The Colorado court of appeals on Thursday ruled that a baker there violated the state’s nondiscrimination law by refusing to bake a cake for a same-sex couple’s wedding.
In doing so, the court rejected the baker’s claim that forcing him to do so violated his free speech and religious freedom rights.
“Masterpiece remains free to continue espousing its religious beliefs, including its opposition to same-sex marriage,” the court held. “However, if it wishes to operate as a public accommodation and conduct business within the State of Colorado, CADA prohibits it from picking and choosing customers based on their sexual orientation.”

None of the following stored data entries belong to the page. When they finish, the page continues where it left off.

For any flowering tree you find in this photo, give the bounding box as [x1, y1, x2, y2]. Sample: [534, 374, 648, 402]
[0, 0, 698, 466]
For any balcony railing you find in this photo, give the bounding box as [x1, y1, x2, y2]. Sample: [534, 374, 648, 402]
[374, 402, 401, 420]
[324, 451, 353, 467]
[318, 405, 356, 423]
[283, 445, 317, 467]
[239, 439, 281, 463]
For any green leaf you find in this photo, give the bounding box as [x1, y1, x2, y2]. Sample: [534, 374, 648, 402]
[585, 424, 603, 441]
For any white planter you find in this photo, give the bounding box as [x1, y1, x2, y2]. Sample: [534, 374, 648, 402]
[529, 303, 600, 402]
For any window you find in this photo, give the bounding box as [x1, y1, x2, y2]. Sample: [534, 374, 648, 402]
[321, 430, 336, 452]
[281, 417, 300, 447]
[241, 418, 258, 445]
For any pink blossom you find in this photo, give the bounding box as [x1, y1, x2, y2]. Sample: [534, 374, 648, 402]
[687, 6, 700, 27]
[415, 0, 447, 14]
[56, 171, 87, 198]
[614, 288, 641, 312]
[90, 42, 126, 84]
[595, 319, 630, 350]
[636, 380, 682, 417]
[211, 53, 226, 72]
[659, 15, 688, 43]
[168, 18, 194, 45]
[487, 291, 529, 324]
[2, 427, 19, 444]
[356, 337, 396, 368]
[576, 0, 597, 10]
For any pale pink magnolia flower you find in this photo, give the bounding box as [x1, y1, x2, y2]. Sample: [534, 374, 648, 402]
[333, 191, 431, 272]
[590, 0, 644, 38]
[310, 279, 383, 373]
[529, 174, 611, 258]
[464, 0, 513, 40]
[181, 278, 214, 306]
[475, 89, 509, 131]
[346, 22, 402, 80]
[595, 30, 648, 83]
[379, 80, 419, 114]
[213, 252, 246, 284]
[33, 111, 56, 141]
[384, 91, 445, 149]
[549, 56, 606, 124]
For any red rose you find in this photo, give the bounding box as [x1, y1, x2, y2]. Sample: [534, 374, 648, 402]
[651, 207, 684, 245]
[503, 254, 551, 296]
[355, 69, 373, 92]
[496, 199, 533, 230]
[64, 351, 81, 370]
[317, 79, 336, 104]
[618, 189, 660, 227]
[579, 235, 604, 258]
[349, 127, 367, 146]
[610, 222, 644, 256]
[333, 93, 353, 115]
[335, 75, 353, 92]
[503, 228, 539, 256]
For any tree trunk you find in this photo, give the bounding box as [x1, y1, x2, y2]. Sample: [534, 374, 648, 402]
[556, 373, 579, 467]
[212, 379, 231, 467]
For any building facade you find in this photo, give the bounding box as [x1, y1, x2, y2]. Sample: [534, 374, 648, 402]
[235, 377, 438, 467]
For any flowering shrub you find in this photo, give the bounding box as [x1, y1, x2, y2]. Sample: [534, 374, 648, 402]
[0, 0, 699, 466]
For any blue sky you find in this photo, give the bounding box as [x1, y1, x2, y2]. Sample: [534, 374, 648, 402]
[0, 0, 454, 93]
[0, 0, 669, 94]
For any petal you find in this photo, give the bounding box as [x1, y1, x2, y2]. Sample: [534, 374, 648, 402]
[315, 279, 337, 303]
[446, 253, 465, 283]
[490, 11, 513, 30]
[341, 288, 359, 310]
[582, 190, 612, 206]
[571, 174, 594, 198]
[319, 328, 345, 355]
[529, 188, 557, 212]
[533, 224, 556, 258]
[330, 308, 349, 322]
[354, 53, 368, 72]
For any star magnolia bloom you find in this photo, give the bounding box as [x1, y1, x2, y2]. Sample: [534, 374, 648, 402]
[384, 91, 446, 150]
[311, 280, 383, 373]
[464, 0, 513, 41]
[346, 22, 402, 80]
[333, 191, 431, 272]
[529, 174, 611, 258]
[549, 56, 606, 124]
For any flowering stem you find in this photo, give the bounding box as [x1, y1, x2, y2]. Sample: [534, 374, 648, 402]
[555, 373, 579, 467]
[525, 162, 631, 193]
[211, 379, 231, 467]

The unanimous decision of the three-judge court upheld lower administrative decisions, including from the Colorado Civil Rights Commission, that also found against the bakery, Masterpiece Cakeshop, and its owner Jack C. Phillips.
In detailing the legal issues in dispute, the court noted that Masterpiece and Phillips argued that they had not treated the same-sex couple differently because of their sexual orientation but, instead, only was addressing their opposition to the conduct of a same-sex couple’s intent to marry.
The court held, however, that “discrimination on the basis of one’s opposition to same-sex marriage is discrimination on the basis of sexual orientation.”
The case is one of several that have arisen across the country in the wake of marriage equality — although some, like a New Mexico case involving a photographer, were not tied to marriage ceremonies but related instead to commitment ceremonies. The cases also are being fought out as state legislatures in several states have considered expanding religious liberty protections, with some legislation attempting to address cases involving wedding-related service providers.